Posted inArtikel /

“Burung Besi” Menggusur Burung Migran

Seekor burung cerek kernyut (Pluvialis fulva) terbang
sedangkan kawanan lainnya sedang mencari makan di pingggir sungai.
kawanan ini memakan ikan kecil, kerang kecil dan serangga di pinggir
Sungai Progo. (Bambang Muryanto)

Wilayah muara Sungai Progo di Pantai Trisik dan sekitarnya di Kabupaten Kulon Progo menjadi daerah yang selalu dikunjungi puluhan jenis burung migran setiap tahun. Kawanan burung ini mencari makan di delta Sungai Progo, di pinggiran pantai dan kawasan sawah di daerah itu hingga ke Muara Sungai Bogowonto di sisi barat. Namun kelangsungan hidup burung migran ini terancam karena bentang alam yang menjadi habitat hidupnya sedang diubah menjadi lapangan terbang baru bertaraf internasional, tempat hinggapnya “burung-burung besi”.

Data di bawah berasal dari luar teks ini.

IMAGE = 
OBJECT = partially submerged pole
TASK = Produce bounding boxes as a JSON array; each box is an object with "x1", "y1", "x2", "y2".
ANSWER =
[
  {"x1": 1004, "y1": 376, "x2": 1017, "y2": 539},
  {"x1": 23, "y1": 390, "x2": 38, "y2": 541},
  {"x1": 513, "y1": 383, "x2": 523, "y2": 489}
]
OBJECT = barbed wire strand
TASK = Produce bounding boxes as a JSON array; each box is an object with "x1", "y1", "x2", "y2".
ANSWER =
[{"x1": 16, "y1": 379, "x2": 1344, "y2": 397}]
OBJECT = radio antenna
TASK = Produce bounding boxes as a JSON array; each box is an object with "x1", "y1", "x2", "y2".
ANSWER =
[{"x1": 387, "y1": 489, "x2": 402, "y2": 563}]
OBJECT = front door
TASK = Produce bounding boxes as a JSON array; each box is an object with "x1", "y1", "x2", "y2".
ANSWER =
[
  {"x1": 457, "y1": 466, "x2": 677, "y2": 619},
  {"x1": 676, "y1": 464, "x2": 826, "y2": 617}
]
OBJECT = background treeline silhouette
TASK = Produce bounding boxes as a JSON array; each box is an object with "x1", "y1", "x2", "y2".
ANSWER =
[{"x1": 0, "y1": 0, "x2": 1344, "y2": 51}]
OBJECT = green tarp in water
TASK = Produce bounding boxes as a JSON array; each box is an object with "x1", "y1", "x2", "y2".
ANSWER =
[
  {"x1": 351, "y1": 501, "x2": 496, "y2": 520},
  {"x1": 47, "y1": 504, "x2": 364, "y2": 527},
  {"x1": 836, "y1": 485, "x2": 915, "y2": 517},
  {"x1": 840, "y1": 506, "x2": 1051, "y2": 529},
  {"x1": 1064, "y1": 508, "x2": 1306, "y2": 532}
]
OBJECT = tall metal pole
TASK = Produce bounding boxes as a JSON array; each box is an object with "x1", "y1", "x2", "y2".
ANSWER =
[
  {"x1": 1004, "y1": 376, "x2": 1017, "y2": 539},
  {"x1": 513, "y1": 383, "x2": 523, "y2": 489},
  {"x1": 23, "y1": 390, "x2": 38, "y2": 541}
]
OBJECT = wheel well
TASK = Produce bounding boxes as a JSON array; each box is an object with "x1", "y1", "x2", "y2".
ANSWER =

Awal Desember 2017, matahari pagi memancarkan sinar hangat setelah sempat menghilang beberapa hari karena hujan mengguyur seluruh wilayah Yogyakarta. Di muara Sungai Progo, sekitar 300 an burung dara laut jambul (Sterna bergii) berjemur dalam dua kelompok besar. Satu berada di pinggiran sungai, dekat pantai sedangkan satu lagi meriung di delta yang berada agak di tengah sungai selebar sekitar 100 meter itu.

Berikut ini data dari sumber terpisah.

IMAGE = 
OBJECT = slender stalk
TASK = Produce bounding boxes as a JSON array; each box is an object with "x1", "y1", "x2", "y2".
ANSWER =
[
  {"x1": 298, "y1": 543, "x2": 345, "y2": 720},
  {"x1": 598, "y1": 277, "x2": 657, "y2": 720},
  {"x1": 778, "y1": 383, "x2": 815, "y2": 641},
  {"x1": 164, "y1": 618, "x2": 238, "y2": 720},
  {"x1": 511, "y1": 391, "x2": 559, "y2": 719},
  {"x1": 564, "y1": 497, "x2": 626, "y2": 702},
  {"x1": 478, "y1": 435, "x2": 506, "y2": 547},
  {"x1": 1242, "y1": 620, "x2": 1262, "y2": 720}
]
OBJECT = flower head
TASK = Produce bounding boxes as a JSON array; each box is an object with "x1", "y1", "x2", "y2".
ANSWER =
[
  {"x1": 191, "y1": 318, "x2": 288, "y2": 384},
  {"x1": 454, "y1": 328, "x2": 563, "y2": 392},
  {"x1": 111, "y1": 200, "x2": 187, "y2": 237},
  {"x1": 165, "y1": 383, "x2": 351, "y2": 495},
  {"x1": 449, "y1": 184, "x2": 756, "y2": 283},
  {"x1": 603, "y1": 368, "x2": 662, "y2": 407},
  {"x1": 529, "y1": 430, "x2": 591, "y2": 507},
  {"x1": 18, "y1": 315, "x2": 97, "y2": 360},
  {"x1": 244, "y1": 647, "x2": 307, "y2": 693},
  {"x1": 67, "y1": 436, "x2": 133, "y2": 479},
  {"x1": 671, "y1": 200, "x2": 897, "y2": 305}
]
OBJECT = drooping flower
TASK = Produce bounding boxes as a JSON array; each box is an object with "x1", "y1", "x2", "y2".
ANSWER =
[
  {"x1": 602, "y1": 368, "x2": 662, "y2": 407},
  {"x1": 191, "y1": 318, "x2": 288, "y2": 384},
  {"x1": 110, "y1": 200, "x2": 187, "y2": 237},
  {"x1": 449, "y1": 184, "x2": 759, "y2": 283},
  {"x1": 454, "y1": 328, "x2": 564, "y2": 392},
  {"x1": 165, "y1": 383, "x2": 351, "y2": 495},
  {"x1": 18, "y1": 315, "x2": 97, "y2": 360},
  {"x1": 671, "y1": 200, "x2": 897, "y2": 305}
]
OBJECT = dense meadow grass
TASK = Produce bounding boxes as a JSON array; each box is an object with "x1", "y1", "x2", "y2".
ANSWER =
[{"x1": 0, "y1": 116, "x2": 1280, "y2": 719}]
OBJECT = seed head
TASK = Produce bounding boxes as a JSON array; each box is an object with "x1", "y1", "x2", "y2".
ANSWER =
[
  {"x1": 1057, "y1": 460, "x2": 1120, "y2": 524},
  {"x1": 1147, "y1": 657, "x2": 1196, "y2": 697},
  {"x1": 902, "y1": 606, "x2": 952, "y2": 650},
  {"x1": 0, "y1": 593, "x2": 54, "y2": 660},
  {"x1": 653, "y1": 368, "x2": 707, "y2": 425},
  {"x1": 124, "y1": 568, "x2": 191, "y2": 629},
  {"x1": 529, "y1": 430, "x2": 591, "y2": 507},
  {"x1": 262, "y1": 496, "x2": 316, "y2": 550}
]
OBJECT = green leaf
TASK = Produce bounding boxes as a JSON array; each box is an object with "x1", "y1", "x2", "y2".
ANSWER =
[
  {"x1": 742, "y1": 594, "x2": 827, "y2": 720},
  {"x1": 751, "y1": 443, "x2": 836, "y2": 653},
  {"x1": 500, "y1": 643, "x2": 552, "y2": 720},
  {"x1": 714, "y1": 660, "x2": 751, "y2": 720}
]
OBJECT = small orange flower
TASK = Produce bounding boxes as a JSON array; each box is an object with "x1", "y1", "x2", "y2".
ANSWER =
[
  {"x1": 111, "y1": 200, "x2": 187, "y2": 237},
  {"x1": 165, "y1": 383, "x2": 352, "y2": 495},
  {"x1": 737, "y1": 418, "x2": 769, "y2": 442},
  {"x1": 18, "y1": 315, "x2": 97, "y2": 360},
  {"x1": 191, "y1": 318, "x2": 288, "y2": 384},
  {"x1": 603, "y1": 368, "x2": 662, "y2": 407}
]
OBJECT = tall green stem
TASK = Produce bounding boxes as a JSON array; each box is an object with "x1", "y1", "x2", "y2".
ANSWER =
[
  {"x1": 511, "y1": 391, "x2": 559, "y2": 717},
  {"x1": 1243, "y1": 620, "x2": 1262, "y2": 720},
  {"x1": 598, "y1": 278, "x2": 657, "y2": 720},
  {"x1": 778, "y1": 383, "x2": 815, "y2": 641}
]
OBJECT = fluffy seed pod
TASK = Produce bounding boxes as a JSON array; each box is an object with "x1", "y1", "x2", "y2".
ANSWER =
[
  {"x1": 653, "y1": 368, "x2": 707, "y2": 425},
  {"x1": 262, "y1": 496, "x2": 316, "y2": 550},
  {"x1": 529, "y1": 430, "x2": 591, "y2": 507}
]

Suara celoteh kawanan burung pantai seukuran burung merpati ini nyaring. Sebagian besar  diam mematung menikmati hangatnya sinar matahari, ada pula yang cekcok dengan temannya atau terbang hilir mudik ke kelompok lainnya.

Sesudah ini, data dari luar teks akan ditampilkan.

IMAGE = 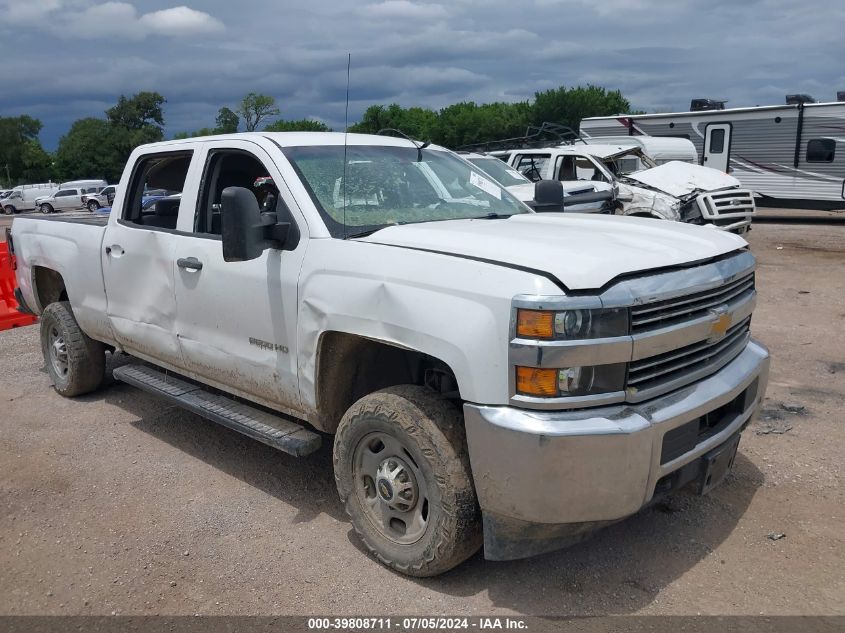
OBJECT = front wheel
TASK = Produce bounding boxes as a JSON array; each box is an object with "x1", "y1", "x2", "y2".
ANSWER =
[
  {"x1": 41, "y1": 301, "x2": 106, "y2": 397},
  {"x1": 334, "y1": 385, "x2": 482, "y2": 577}
]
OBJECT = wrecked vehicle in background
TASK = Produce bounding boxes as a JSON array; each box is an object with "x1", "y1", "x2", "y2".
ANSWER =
[
  {"x1": 459, "y1": 152, "x2": 615, "y2": 214},
  {"x1": 7, "y1": 132, "x2": 769, "y2": 576},
  {"x1": 492, "y1": 142, "x2": 756, "y2": 234}
]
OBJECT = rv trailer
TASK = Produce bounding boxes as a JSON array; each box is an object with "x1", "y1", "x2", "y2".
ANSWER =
[{"x1": 580, "y1": 95, "x2": 845, "y2": 209}]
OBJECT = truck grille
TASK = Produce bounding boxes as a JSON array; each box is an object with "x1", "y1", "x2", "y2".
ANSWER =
[
  {"x1": 698, "y1": 189, "x2": 756, "y2": 220},
  {"x1": 627, "y1": 316, "x2": 751, "y2": 391},
  {"x1": 631, "y1": 272, "x2": 754, "y2": 334}
]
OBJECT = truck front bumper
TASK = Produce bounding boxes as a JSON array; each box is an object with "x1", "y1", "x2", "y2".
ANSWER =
[{"x1": 464, "y1": 340, "x2": 769, "y2": 560}]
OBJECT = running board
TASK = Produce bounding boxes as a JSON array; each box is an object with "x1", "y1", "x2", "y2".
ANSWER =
[{"x1": 113, "y1": 365, "x2": 322, "y2": 457}]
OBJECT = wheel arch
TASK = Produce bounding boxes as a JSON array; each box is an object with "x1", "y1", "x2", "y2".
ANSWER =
[{"x1": 309, "y1": 330, "x2": 460, "y2": 433}]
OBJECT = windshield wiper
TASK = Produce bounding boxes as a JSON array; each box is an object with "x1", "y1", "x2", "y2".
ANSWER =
[
  {"x1": 470, "y1": 213, "x2": 511, "y2": 220},
  {"x1": 343, "y1": 224, "x2": 392, "y2": 240}
]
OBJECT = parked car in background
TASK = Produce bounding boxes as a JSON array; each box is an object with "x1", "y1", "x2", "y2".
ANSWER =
[
  {"x1": 82, "y1": 185, "x2": 117, "y2": 212},
  {"x1": 3, "y1": 182, "x2": 57, "y2": 215},
  {"x1": 460, "y1": 152, "x2": 613, "y2": 213},
  {"x1": 583, "y1": 136, "x2": 699, "y2": 165},
  {"x1": 59, "y1": 178, "x2": 109, "y2": 193},
  {"x1": 492, "y1": 143, "x2": 756, "y2": 234},
  {"x1": 35, "y1": 187, "x2": 85, "y2": 213}
]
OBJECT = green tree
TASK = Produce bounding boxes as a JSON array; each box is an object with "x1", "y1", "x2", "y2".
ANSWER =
[
  {"x1": 0, "y1": 115, "x2": 52, "y2": 185},
  {"x1": 264, "y1": 119, "x2": 331, "y2": 132},
  {"x1": 435, "y1": 101, "x2": 530, "y2": 148},
  {"x1": 531, "y1": 85, "x2": 631, "y2": 131},
  {"x1": 56, "y1": 118, "x2": 129, "y2": 182},
  {"x1": 237, "y1": 92, "x2": 281, "y2": 132},
  {"x1": 349, "y1": 103, "x2": 438, "y2": 140},
  {"x1": 215, "y1": 106, "x2": 241, "y2": 134},
  {"x1": 106, "y1": 92, "x2": 167, "y2": 131}
]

Dengan pengalaman bird watching di wilayah ini beberapa tahun lalu saya mencari kehadiran burung migran (pendatang) yang biasanya bergabung dengan kawanan dara laut jambul. Dara laut jambul sendiri adalah burung penetap di muara Sungai Progo, sungai terbesar yang berada di wilayah Provinsi DIY.

Tanpa berbekal binokuler, saya berusaha mendekati kawanan dara laut jambul yang berada di pinggiran sungai. Sayang, ternyata tidak ada spesies burung migran di kelompok itu.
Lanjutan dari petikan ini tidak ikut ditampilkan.